The “A-Frame House” built by Charles Reeves and Sam Bass (of Sanford) was a prominent fixture at the Cape.

Tom Overton purchased the structure at NPS takeover for a dollar and moved it and the side-structure to two sites on Harkers Island. Steve McGee currently owns the A-Frame and Ms. Pittman owns the side cottage…both now on the south Harkers Island shore.

1985 …beginning the move off the Cape

“ Charles Reeves took his boys on a camping trip to Cape Lookout not long ago.  Camp was set up about a mile from the ocean.

While Mr. Reeves and his sons were walking across country to the beach, 10-year old David asked, “When are they going to build a road down here, Daddy’

‘I don’t know,’ Mr. Reeves answered.

‘Well, I hope they don’t ever build one,’ David commented, ‘because if they build roads, women will come here and where there are women there’s always soap, and I haven’t seen a piece of soap since we left home.’”

(uncredited 1956 news clipping in Bass files)


About 1960, Charles Reeves, and his brother-in-law, Sam Bass built the A-Frame House…a Cape fixture of that period.

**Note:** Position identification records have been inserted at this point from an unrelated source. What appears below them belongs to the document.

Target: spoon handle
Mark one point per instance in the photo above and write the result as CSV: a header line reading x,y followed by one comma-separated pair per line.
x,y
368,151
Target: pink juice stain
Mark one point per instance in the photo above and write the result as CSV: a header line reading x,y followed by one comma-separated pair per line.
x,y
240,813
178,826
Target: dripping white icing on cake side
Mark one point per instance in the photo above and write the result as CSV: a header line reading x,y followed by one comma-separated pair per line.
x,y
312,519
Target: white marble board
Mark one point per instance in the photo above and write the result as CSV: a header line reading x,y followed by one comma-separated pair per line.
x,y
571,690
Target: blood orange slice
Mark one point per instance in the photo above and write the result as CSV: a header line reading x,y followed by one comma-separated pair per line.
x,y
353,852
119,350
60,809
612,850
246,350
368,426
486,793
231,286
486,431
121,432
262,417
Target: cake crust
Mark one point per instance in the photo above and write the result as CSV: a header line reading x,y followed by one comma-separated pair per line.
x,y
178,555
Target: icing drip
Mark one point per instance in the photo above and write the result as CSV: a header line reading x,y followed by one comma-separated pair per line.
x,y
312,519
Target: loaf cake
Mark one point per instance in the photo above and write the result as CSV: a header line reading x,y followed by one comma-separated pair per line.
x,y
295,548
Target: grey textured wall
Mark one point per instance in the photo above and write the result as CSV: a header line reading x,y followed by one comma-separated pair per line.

under construction, supervised by Sam Bass
each window on the slant roof was a functioning ship’s porthole.
beach facing side
The interior was well-appointed
surveying the Bight

This attached cottage was also floated to Harkers Island’s shore facing the Cape
An old Willis jeep served as transport for years. Charles would fly over to announce his arrival, causing a rapid rush in the jeep to the sand flats to meet his plane.


In the 1960s, Sam Bass, Tony Seamon helped Boy Scouts transform the Cape by planting hundreds of pine trees…creating the view-scape seen there today.


Reeves and Bass proposed a development of their property on Cape Lookout. It seems likely that this was a favorable negotiating ploy to strengthen his hand in negotiating land value with the government.

from the Cape Lookout Beach Club promotional brochure
structural layout

Filming of the 1966 Chevrolet commercial at the Cape–crew-members stayed in the A-Frame (search YouTube for the commercial and video of how it was produced)

The Reeves Lodge and guesthouse were purchased for one dollar in 1985 by Thomas Lane Overton, a retired Air Force Lt. Colonel from Troy, N.C..  Moving the structures off and cleaning up the site were part of the deal. Humphrey Brothers Moving Company of Jacksonville were hired for the project.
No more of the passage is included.